Vormund eines Pflegekindes muss sich an Elternwillen bei Bestimmung der Religions­zugehörigkeit des Kindes haltenNach Entzug der elterlichen Sorge ist Vormund nicht zur Änderung der Religions­zugehörigkeit des Kindes berechtigt

Bestimmen Kindeseltern die Religions­zugehörigkeit ihres Kindes, bleibt diese Bestimmung auch dann verbindlich, wenn das Kind - nach einem Entzug der elterlichen Sorge unter vormund­schaft­licher Verantwortung des Jugendamtes - in einer Pflegefamilie aufwächst, die einer anderen Religion angehört und nach dieser lebt. Der Vormund ist dann nicht befugt, die Erstbestimmung der leiblichen Eltern zu ändern. Dies entschied das Oberlan­des­gericht Hamm.

Dem Verfahren lag folgender Sachverhalt zugrunde: Die im 1986 Jahre geborene Verfah­rens­be­teiligte aus Duisburg ist Mutter der im Jahre 2007 geborenen Tochter. Die Kindesmutter stammt aus einem Land Nordafrikas und ist muslimischen Glaubens.
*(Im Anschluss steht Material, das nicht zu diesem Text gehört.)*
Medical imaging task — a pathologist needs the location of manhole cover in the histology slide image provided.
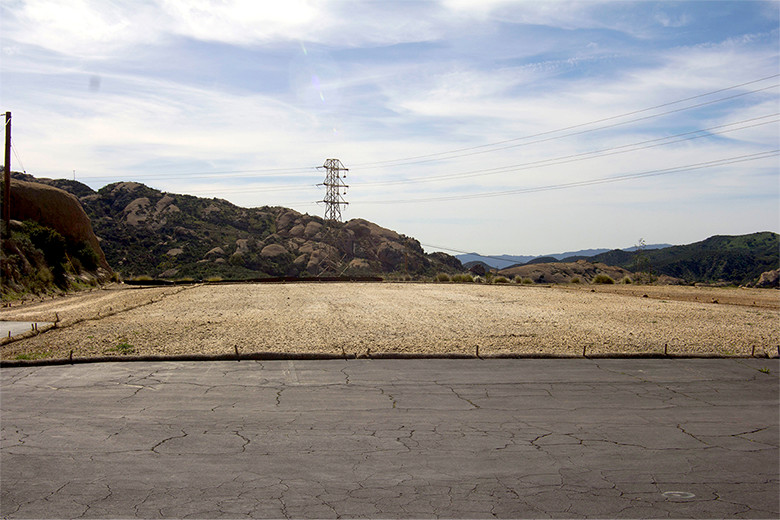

Der im Jahre 1968 in Duisburg geborene, nicht sorge­be­rechtigte Kindesvater stammt von evangelischen Eltern ab.

Kindesmutter verlangt Erziehung ihres Kindes nach dem muslimischen Glauben

Unmittelbar nach der Geburt nahm das Jugendamt das Kind in Obhut und verbrachte es in eine Bereit­schafts­pfle­ge­familie. Tags darauf entzog das Familiengericht der Mutter Teile der elterlichen Sorge, u.a. das Aufent­halts­be­stim­mungsrecht und das Recht der Gesund­heits­fürsorge. In dem danach durchgeführten Sorge­rechts­ver­fahren brachte die Kindesmutter in mehreren an das Familiengericht gerichteten Schreiben ihre Erwartung zum Ausdruck, dass das Kind nach dem muslimischen Glauben groß gezogen werden solle. In diesem Sinne äußerte sie sich auch gegenüber der in dem Verfahren bestellten Sachver­ständigen.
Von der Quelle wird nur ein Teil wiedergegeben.